G spot

In a crowded field of candid cameras -- from Moore to Kutcher, "Jackass" to "Joe Schmo" -- Sacha Baron Cohen (aka Ali G) works it like no one else.

Jul 16, 2004 | James Broadwater is flustered. A Mississippi Republican running for Congress, he's canvassing with a man he thinks is a television reporter from Kazakhstan named Borat. As the two go door to door, shaking hands with constituents, they stop to introduce themselves to a woman walking by.

Broadwater: I'm running for United States Congress in District 2.

Borat: He is a strong man. He will crush his opponents and he will be powerful like Stalin and not tolerate people who are bad.

Broadwater: Well, actually, I wouldn't compare myself to Stalin ...

Borat: Will you vote for my friend?

Woman: Well, I probably will, but I don't ever tell people who I vote for before I vote.

Borat: If you do not vote for him, he will take power!

Woman: Well, it depends on whether he gets enough votes or not.

Borat: I will not leave until you swear on the eyes of your child that you will vote for him.

If you're not already familiar with British comedian Sacha Baron Cohen, a prankster and provocateur whose startlingly real alter egos and shrewd tactics make Michael Moore look like a slow-moving animal, his HBO show, "Da Ali G Show," returns Sunday for its second season. It again stars Cohen in his three guises: the aggressively misguided Borat, Austrian fashion journalist Bruno and hip-hop dim bulb Ali G. They are men who speak broken English and are largely unfamiliar with American culture, and yet they seem to be able to bring out the best -- and worst -- in everyone they encounter.

Their interview subjects have ranged from Newt Gingrich to Boutros Boutros-Ghali, but you would think that this time around, Cohen would have a lot more trouble luring in public figures. Not so. The first two episodes alone feature such big names as ABC's Sam Donaldson, former presidential candidate Pat Buchanan and former Los Angeles police chief Darryl Gates, and upcoming episodes feature Noam Chomsky and EPA administrator Christine Todd Whitman.
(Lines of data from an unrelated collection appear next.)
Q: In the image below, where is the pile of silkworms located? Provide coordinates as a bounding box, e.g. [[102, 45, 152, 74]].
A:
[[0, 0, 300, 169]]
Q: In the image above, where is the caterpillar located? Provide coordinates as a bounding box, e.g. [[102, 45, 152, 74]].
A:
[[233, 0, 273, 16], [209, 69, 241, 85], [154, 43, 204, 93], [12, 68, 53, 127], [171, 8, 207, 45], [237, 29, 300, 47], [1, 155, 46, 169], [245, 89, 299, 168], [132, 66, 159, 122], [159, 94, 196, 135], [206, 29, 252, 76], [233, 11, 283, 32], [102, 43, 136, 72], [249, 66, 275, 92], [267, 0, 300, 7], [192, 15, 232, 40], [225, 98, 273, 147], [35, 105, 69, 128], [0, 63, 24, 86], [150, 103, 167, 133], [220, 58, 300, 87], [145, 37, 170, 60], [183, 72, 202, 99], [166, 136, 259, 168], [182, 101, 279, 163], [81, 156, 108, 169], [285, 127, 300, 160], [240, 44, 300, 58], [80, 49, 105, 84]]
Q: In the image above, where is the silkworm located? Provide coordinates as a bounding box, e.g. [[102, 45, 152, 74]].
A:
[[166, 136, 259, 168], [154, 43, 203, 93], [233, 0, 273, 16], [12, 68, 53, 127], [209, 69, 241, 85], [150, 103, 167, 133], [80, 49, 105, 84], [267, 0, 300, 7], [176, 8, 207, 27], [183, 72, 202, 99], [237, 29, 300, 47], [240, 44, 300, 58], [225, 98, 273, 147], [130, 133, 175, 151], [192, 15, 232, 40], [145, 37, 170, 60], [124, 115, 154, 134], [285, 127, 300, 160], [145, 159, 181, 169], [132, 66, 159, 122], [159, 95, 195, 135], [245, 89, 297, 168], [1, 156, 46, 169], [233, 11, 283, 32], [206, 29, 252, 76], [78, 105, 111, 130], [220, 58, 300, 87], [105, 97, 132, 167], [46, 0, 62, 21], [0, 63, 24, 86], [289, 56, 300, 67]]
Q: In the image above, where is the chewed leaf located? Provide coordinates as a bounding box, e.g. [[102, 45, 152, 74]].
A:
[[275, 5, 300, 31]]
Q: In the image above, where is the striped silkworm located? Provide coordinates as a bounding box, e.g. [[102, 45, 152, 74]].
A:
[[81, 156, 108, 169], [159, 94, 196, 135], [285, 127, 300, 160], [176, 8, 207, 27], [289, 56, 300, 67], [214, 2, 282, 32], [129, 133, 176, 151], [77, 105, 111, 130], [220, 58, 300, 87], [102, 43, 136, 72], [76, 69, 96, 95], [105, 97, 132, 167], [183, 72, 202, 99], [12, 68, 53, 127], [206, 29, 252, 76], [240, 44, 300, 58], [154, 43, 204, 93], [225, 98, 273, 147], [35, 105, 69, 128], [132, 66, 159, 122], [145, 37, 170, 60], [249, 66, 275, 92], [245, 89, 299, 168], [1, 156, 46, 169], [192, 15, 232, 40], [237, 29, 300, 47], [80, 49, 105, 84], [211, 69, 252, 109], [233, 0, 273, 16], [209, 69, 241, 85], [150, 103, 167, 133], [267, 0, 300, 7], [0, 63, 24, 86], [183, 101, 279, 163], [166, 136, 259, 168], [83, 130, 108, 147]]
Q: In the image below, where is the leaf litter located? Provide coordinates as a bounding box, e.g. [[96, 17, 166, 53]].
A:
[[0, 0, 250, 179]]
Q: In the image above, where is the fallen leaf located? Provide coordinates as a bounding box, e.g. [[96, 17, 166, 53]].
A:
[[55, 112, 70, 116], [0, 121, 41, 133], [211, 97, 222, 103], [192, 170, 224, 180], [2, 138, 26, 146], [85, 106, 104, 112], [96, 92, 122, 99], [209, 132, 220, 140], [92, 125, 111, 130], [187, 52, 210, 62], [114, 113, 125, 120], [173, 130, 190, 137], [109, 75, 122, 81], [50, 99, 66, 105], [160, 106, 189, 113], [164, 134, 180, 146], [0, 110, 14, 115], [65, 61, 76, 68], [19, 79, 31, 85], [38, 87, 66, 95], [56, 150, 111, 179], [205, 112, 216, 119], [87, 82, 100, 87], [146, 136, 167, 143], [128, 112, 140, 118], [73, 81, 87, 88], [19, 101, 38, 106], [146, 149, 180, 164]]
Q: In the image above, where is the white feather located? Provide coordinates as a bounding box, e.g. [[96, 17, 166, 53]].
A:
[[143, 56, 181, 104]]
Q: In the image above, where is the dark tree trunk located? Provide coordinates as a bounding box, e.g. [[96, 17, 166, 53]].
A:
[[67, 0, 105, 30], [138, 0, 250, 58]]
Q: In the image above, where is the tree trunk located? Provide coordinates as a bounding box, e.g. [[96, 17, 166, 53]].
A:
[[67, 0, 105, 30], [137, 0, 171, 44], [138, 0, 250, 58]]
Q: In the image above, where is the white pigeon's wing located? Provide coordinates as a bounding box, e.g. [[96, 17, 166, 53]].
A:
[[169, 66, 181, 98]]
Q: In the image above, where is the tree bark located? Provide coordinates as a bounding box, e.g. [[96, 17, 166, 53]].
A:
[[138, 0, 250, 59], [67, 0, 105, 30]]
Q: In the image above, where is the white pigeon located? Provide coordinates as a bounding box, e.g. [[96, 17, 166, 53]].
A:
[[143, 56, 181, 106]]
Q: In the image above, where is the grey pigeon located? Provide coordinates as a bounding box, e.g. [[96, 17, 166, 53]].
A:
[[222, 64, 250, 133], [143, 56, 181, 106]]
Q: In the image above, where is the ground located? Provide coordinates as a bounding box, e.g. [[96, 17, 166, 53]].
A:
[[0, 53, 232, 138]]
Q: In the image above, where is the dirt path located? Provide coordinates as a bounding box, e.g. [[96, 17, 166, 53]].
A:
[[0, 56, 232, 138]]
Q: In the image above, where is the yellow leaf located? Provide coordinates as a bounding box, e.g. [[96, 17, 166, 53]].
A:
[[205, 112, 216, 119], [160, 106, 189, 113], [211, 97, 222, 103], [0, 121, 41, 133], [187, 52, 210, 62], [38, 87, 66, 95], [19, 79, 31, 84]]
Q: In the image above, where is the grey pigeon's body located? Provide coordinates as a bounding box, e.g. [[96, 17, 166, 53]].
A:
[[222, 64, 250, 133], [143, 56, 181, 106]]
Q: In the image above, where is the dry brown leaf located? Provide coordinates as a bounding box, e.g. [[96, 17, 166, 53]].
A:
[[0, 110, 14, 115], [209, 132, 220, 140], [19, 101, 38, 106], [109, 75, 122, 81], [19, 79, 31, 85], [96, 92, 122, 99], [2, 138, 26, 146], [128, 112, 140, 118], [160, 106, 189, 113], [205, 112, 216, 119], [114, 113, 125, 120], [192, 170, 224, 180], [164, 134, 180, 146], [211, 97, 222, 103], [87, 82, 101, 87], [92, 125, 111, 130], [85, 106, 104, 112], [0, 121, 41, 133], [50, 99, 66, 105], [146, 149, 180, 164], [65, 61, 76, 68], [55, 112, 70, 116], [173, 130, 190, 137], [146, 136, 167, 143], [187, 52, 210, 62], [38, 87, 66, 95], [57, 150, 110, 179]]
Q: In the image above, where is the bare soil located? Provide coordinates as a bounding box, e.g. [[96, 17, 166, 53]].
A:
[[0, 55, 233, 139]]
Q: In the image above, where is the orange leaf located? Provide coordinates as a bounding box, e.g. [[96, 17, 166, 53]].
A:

And nobody appears to have been in on the joke.

How Cohen attracts high-profile guests to his show -- and how it's possible that these individuals and their publicists aren't familiar with his routine -- is anybody's guess. But interviews with prominent people are far from the main draw of "Da Ali G Show." Cohen's unbelievable skills at improv and physical comedy call to mind Peter Sellers and Charlie Chaplin. When he shows up as Borat to taste wine with some older gentlemen, he embodies this stiff, formal man who's prone to passionate outbursts. He tosses back several glasses of wine until he's very drunk, but never breaks character. "You look like Premier Brezhnev, but more good," he gushes drunkenly to the men as he's leaving. "Very good man! Not just in head. Head, nothing! Heart everything." Later, as Bruno interviewing a pastor who "converts" homosexuals, Cohen folds his legs under him and holds himself with a loose, bored air that's utterly different from Borat's forced, aggressive gestures. The two characters look so completely different despite minimal costume adjustments that it would be easy to believe that Borat and Bruno are played by different actors.